# GMF - Diagramm mit Defaultinhalt erzeugen createInitialModel()



## toko-1234 (6. Apr 2011)

Hallo zusammen,

ich möchte aus einem existierenden Diagramm, dass mit Editor A erzeugt wurde, einige Elemente in ein anderes Diagramm, welches sich mit Hilfe eines zweiten Editor B darstellen lässt, "übernehmen / exportieren".

Ich habe für beide Editoren die *gmf-Files angelegt und die Editoren generieren lassen. Bei der Suche nach der Umsetzung für den Export habe ich die Funktion xxxDiagrammEditorUtil.createInitialModel() gefunden. Zum Ausprobieren habe ich dort erst mal ohne größere Logik Elemente erzeugt und getestet, ob diese dargestellt werden. Mein Problem ist jedoch, dass diese Elemente nicht in xxx_diagramm Datei gespeichert werden, sondern nur dann gespeichert werden, wenn nach erzeugen des Editors noch Änderungen erfolgen. Dieses Verhalten ist ärgerlich, da der Editor die Diagramme nur anzeigen soll, aber keine Änderungen durchgeführt werden sollen. 
Gibt es eine Möglichkeit den Inhalt vor einer weiteren Änderung zu speichern ??

Sollte der gewählte Ansatz zu kompliziert oder zu umständlich sein, wäre ich auch über alternative Vorschläge dankbar.


----------



## Wildcard (6. Apr 2011)

Die Diagramm Datei selbst enthält doch nur das Notational Model, also nicht das Domain Modell selbst (zumindest ist das der Default). Wenn du die Notation nicht verändert hast, dann gibt es doch auch wirklich nichts zu speichern.


----------



## toko-1234 (7. Apr 2011)

Das die Diagramm Datei nur das Notational Model enthält war mir bewusst. Ich dachte jedoch, dass ViewService.createDiagram() das Diagramm automatisch mit allen im Domain Model vorhandenen Elementen erzeugt, da die Elemente beim ersten automatischen Öffnen des Diagramms auch zu sehen waren. 

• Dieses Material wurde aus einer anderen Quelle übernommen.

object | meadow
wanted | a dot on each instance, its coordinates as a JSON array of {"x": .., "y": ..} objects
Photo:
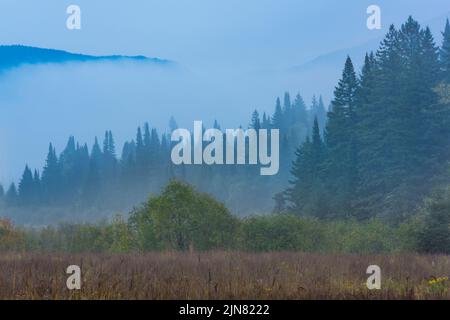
[{"x": 223, "y": 275}]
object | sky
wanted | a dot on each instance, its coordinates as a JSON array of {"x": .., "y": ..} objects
[{"x": 235, "y": 56}]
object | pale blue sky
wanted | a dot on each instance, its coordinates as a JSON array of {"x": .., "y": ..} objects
[
  {"x": 207, "y": 33},
  {"x": 237, "y": 51}
]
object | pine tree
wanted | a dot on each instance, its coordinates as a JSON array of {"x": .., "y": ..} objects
[
  {"x": 51, "y": 177},
  {"x": 26, "y": 189},
  {"x": 277, "y": 118},
  {"x": 11, "y": 197},
  {"x": 172, "y": 124},
  {"x": 445, "y": 53},
  {"x": 255, "y": 123},
  {"x": 341, "y": 166}
]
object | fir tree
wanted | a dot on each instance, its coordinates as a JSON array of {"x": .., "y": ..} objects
[{"x": 445, "y": 53}]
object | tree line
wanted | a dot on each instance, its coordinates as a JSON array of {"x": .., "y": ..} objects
[
  {"x": 386, "y": 142},
  {"x": 378, "y": 150}
]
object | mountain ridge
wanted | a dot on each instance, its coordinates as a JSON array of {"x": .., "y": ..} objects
[{"x": 12, "y": 56}]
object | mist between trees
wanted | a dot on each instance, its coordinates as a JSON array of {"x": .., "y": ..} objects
[
  {"x": 183, "y": 219},
  {"x": 375, "y": 156}
]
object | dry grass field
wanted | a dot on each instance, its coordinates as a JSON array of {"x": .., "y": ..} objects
[{"x": 222, "y": 275}]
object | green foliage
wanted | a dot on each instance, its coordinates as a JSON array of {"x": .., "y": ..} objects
[
  {"x": 435, "y": 235},
  {"x": 181, "y": 218}
]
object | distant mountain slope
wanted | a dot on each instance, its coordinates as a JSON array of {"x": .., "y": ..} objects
[{"x": 17, "y": 55}]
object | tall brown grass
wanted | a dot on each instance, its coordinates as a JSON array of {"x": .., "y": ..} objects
[{"x": 222, "y": 275}]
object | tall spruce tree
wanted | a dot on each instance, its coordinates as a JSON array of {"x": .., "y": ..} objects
[
  {"x": 445, "y": 53},
  {"x": 340, "y": 137}
]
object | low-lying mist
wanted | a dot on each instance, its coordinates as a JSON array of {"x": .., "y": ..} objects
[{"x": 48, "y": 103}]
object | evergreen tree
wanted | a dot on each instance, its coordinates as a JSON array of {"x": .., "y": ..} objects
[
  {"x": 445, "y": 53},
  {"x": 51, "y": 177},
  {"x": 11, "y": 197},
  {"x": 26, "y": 189},
  {"x": 277, "y": 118},
  {"x": 255, "y": 123},
  {"x": 341, "y": 166}
]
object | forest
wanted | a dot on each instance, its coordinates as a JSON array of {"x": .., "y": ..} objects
[{"x": 380, "y": 150}]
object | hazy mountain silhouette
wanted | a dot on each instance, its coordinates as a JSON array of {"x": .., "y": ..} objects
[{"x": 17, "y": 55}]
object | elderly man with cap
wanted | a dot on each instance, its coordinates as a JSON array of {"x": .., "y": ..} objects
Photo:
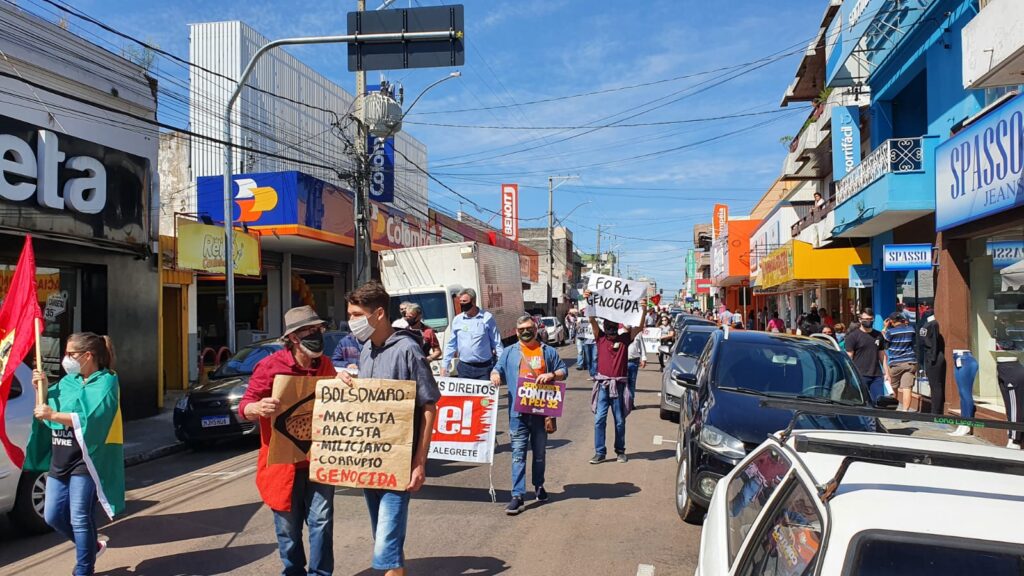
[{"x": 287, "y": 488}]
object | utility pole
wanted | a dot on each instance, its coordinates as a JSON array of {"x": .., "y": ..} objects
[{"x": 360, "y": 199}]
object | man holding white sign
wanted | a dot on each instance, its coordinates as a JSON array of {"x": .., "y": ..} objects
[{"x": 611, "y": 383}]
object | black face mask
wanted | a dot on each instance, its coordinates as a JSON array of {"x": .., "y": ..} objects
[{"x": 313, "y": 342}]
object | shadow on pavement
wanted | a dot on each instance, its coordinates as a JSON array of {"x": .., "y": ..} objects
[
  {"x": 200, "y": 563},
  {"x": 454, "y": 566},
  {"x": 158, "y": 529}
]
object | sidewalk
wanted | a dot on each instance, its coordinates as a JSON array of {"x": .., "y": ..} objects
[{"x": 148, "y": 439}]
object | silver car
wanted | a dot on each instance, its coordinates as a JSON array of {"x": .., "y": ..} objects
[
  {"x": 682, "y": 360},
  {"x": 22, "y": 493}
]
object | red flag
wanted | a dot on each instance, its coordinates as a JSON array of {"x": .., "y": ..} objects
[{"x": 17, "y": 319}]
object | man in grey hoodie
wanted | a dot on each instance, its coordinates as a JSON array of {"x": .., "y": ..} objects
[{"x": 395, "y": 355}]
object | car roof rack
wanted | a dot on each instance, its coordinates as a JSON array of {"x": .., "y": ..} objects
[
  {"x": 895, "y": 456},
  {"x": 801, "y": 407}
]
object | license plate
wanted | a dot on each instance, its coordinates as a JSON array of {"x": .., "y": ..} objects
[{"x": 210, "y": 421}]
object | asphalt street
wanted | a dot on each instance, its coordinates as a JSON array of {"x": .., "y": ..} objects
[{"x": 199, "y": 512}]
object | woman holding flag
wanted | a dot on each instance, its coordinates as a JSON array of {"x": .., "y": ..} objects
[{"x": 77, "y": 438}]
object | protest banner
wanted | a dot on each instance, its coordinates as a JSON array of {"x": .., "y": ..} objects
[
  {"x": 651, "y": 339},
  {"x": 291, "y": 428},
  {"x": 615, "y": 299},
  {"x": 541, "y": 400},
  {"x": 467, "y": 417},
  {"x": 363, "y": 435}
]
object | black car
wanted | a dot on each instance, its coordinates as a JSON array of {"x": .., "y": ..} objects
[
  {"x": 722, "y": 420},
  {"x": 209, "y": 411},
  {"x": 682, "y": 360}
]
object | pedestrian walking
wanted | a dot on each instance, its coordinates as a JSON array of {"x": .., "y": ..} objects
[
  {"x": 474, "y": 339},
  {"x": 901, "y": 355},
  {"x": 636, "y": 360},
  {"x": 610, "y": 392},
  {"x": 77, "y": 439},
  {"x": 865, "y": 346},
  {"x": 286, "y": 489},
  {"x": 393, "y": 355},
  {"x": 529, "y": 358}
]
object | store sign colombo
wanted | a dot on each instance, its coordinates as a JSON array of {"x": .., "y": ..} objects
[
  {"x": 71, "y": 187},
  {"x": 201, "y": 248},
  {"x": 979, "y": 171},
  {"x": 298, "y": 204},
  {"x": 510, "y": 211},
  {"x": 903, "y": 257},
  {"x": 846, "y": 139}
]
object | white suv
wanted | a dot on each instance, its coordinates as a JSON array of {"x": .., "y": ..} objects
[{"x": 22, "y": 493}]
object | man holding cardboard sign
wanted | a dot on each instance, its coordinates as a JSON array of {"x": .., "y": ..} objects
[
  {"x": 286, "y": 487},
  {"x": 392, "y": 355}
]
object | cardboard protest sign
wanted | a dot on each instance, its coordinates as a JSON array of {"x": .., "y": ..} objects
[
  {"x": 541, "y": 400},
  {"x": 467, "y": 416},
  {"x": 615, "y": 299},
  {"x": 291, "y": 427},
  {"x": 363, "y": 436},
  {"x": 651, "y": 339}
]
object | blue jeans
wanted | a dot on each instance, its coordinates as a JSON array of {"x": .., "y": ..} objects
[
  {"x": 313, "y": 504},
  {"x": 601, "y": 418},
  {"x": 69, "y": 509},
  {"x": 590, "y": 351},
  {"x": 388, "y": 517},
  {"x": 965, "y": 370},
  {"x": 876, "y": 386},
  {"x": 632, "y": 369},
  {"x": 526, "y": 430},
  {"x": 475, "y": 372}
]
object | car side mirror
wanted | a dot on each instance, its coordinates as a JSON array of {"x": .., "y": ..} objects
[{"x": 686, "y": 380}]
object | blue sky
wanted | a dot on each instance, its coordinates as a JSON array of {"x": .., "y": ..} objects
[{"x": 646, "y": 184}]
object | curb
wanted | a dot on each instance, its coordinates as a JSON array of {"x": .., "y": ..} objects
[{"x": 159, "y": 452}]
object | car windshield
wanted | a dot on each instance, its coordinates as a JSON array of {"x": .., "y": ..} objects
[
  {"x": 908, "y": 554},
  {"x": 434, "y": 306},
  {"x": 787, "y": 368},
  {"x": 692, "y": 343}
]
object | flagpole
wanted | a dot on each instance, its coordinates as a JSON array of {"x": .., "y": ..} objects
[{"x": 40, "y": 392}]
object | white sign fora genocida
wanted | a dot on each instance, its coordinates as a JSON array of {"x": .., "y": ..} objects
[
  {"x": 86, "y": 194},
  {"x": 615, "y": 299}
]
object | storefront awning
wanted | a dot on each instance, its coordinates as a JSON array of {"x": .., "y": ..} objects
[{"x": 797, "y": 260}]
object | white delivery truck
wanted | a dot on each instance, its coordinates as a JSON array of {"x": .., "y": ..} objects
[{"x": 433, "y": 276}]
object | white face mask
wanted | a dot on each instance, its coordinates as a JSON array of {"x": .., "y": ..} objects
[
  {"x": 360, "y": 328},
  {"x": 71, "y": 366}
]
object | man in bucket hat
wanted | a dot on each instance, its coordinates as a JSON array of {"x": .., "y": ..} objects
[{"x": 287, "y": 488}]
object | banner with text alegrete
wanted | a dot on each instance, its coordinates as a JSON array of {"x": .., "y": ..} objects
[
  {"x": 615, "y": 298},
  {"x": 466, "y": 422}
]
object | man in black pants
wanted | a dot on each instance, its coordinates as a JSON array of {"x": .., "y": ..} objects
[{"x": 934, "y": 348}]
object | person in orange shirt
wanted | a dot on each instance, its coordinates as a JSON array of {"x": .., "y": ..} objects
[{"x": 526, "y": 359}]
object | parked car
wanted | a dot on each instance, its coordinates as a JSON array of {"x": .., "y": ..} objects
[
  {"x": 721, "y": 419},
  {"x": 683, "y": 357},
  {"x": 22, "y": 493},
  {"x": 557, "y": 335},
  {"x": 209, "y": 412},
  {"x": 771, "y": 516}
]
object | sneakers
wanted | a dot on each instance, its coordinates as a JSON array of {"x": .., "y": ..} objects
[{"x": 515, "y": 506}]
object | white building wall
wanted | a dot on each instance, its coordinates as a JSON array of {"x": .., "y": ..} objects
[{"x": 274, "y": 125}]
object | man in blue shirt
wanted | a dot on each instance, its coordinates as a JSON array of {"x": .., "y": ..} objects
[
  {"x": 474, "y": 338},
  {"x": 901, "y": 340}
]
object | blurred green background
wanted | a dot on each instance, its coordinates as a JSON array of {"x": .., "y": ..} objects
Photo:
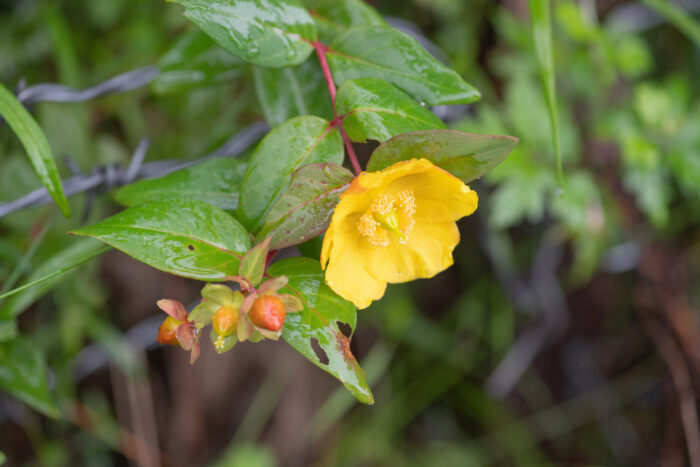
[{"x": 565, "y": 334}]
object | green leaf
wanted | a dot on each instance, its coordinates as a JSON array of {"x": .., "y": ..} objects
[
  {"x": 23, "y": 374},
  {"x": 374, "y": 109},
  {"x": 333, "y": 17},
  {"x": 46, "y": 276},
  {"x": 195, "y": 60},
  {"x": 464, "y": 155},
  {"x": 217, "y": 182},
  {"x": 253, "y": 264},
  {"x": 304, "y": 210},
  {"x": 391, "y": 55},
  {"x": 187, "y": 238},
  {"x": 34, "y": 142},
  {"x": 269, "y": 33},
  {"x": 299, "y": 141},
  {"x": 319, "y": 324},
  {"x": 288, "y": 92},
  {"x": 8, "y": 329},
  {"x": 541, "y": 17}
]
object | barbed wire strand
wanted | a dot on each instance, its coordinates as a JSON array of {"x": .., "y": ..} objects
[{"x": 103, "y": 178}]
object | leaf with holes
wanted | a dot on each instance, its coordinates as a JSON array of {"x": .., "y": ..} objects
[
  {"x": 23, "y": 374},
  {"x": 216, "y": 182},
  {"x": 464, "y": 155},
  {"x": 375, "y": 109},
  {"x": 270, "y": 33},
  {"x": 391, "y": 55},
  {"x": 195, "y": 60},
  {"x": 187, "y": 238},
  {"x": 289, "y": 92},
  {"x": 321, "y": 331},
  {"x": 304, "y": 210},
  {"x": 299, "y": 141}
]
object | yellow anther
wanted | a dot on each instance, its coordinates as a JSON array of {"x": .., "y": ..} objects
[{"x": 393, "y": 213}]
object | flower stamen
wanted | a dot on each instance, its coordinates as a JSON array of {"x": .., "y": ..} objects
[{"x": 393, "y": 212}]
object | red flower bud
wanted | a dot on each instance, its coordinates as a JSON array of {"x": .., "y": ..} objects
[
  {"x": 268, "y": 312},
  {"x": 224, "y": 320},
  {"x": 167, "y": 331}
]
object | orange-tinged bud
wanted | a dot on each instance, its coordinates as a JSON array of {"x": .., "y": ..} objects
[
  {"x": 268, "y": 312},
  {"x": 167, "y": 331},
  {"x": 224, "y": 320}
]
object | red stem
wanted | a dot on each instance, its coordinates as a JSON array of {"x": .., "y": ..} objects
[{"x": 321, "y": 50}]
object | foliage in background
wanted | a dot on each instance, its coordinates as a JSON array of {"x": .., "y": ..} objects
[{"x": 629, "y": 128}]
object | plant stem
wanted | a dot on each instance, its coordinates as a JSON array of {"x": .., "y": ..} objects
[
  {"x": 321, "y": 53},
  {"x": 351, "y": 152}
]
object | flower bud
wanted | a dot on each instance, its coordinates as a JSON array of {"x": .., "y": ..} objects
[
  {"x": 167, "y": 331},
  {"x": 224, "y": 320},
  {"x": 268, "y": 312}
]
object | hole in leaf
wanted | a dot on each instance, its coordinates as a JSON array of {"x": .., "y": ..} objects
[
  {"x": 318, "y": 350},
  {"x": 344, "y": 328}
]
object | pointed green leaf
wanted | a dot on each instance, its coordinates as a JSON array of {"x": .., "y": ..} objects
[
  {"x": 541, "y": 17},
  {"x": 299, "y": 141},
  {"x": 187, "y": 238},
  {"x": 195, "y": 60},
  {"x": 289, "y": 92},
  {"x": 23, "y": 374},
  {"x": 315, "y": 331},
  {"x": 375, "y": 109},
  {"x": 304, "y": 210},
  {"x": 217, "y": 182},
  {"x": 34, "y": 142},
  {"x": 391, "y": 55},
  {"x": 464, "y": 155},
  {"x": 269, "y": 33},
  {"x": 253, "y": 264}
]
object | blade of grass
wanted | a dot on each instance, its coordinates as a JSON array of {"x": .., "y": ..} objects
[
  {"x": 57, "y": 272},
  {"x": 541, "y": 22},
  {"x": 36, "y": 145},
  {"x": 23, "y": 263},
  {"x": 679, "y": 18}
]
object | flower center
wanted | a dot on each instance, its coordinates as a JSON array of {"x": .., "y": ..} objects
[{"x": 388, "y": 213}]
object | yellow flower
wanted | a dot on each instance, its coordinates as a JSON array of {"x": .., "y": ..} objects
[{"x": 393, "y": 226}]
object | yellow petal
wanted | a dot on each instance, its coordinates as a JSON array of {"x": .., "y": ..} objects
[
  {"x": 428, "y": 251},
  {"x": 438, "y": 187},
  {"x": 345, "y": 272}
]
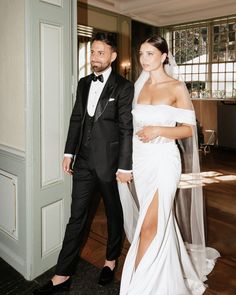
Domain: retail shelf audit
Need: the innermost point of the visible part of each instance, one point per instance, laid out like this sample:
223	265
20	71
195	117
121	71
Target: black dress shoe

Kann ich die Methoden der Klasse xxxViewProvider nutzen, um die entsprechenden Views zu erzeugen oder gibt es eine bessere / sinnvollere Möglichkeit ??

Danke für die Antwort

OK, dass mit dem ViewProvider ist Blödsinn, der wird schon aufgerufen, aber wie kann ich die Änderungen jetzt ins Notational Model übernehmen ??


----------



## toko-1234 (13. Apr 2011)

Keiner eine Idee, wie das zu lösen ist ??


----------